20 octobre 2017

Actualités juridiques

Alps Shooting : what's going to happen now? Quick review of the french penal law.

06 sept 2012 à 10h35 par Christophe Landat
  


England and the rest of the world has been shocked by the killing of 4 people near the village of Chevaline, not far from Lake Annecy. A little girl was found alive during the nigth hide in the car. It takes few hours to the Gendarmes to realize she was there just because the law prohibits to change the scene of crime before the intervention of the scientific legal services and because she didn't speak and she did'nt moove : nobody saw her before.

As a criminal lawyer, I know that the french legal system is very different from the english one because I already have the chance to work with barristers and sollictors from UK. So, what's going to happen now? 
In France, the criminal procedure is different from England. In theory, lawyers can't have an access to the file during what we call the "enquête de flagrance". This, is the first step of the procédure. When the crime is discovered, policemen work under the authority of the "Procureur" who's in charge of the prosecutions. The maximum delay for that kind of procedure is 15 days.

A second step is possible : this is the "enquête préliminaire" which allow the "procureur" to stay the boss of the investigations longer.

After that, this is another judge whose name is "Juge d'Instruction" who will investigate at the request of the Procureur by a legal document : the "réquisitoire introductif d'instance".

This is theory, but in fact, in that kind of crime, the "Procureur" often asks  immediatly the "Juge d'Instruction" to open the official investigations. That's what we call in France the opening of the "information judiciaire".

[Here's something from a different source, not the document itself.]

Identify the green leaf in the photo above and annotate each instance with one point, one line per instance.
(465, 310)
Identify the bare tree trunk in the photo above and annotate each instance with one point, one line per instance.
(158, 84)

The victim's family lawyer (the family can choose a lawyer everywhere in France and not only near the crimescene) will be authorized to see the official file as soon as he will inform the judge that his clients decide do be part of the investigation by a letter. We say in our legal system that they decide to be "partie civile".  The "juge d'instruction" is the judge who will give instructions to the Gendarmerie, he's the new boss of the investigations : he works in a close collaboration with it. 

As soon as the lawyer's victim family is officialy part of the file, he can asks the judge to do all kind of investigations : interview people, order a scientific operation and so on... he contributes to the building of the investigations, but he has to be a specialist to be efficient.

Something more to understand : in France we have two kind of "police" : the Police and the Gendarmerie. The fisrt one is a civil police, like in many other countries. And the Gendarmerie (like the Guardia Civil in Spain) is a military police with civil security missions. It's very appreciate by french people. To say things simply, the Police has a competence in city areas and the Gendarmerie in countryside areas.

In that case, the Gendarmerie is in charge of the case. But it can change if the judge wants to.

If somebody is arrested, he will be presented to the judge with his lawyer after a "garde à vue". The "garde à vue" is "the coercion time" : the suspect is arrested and have to answer to the legal officers. His lawyer his there during all this time. Then, in front of the judge, the suspect can be prosecuted. We say "mis en examen". He's presumed innocent untill the decision of a court.

But he can stay in prison during the investigations : that's what we call "détention provisoire". Of course there are legal conditions for that. 

At the end of the investigations, the "juge d'instruction" will give his point of view  : he's not the one who will say "guilty" or "not guilty" : his only job is to investigate and at the end, to say if, yes or no, there are enough charges to send the suspect in front of a Criminal Court.

For that kind of crime, this is the "Cour d'Assises" which has the competence to judge the case : 3 professionnals judges and 6 simple citizens for the jury.

Last but not least, the penal procedure is, most of the time, very long in France.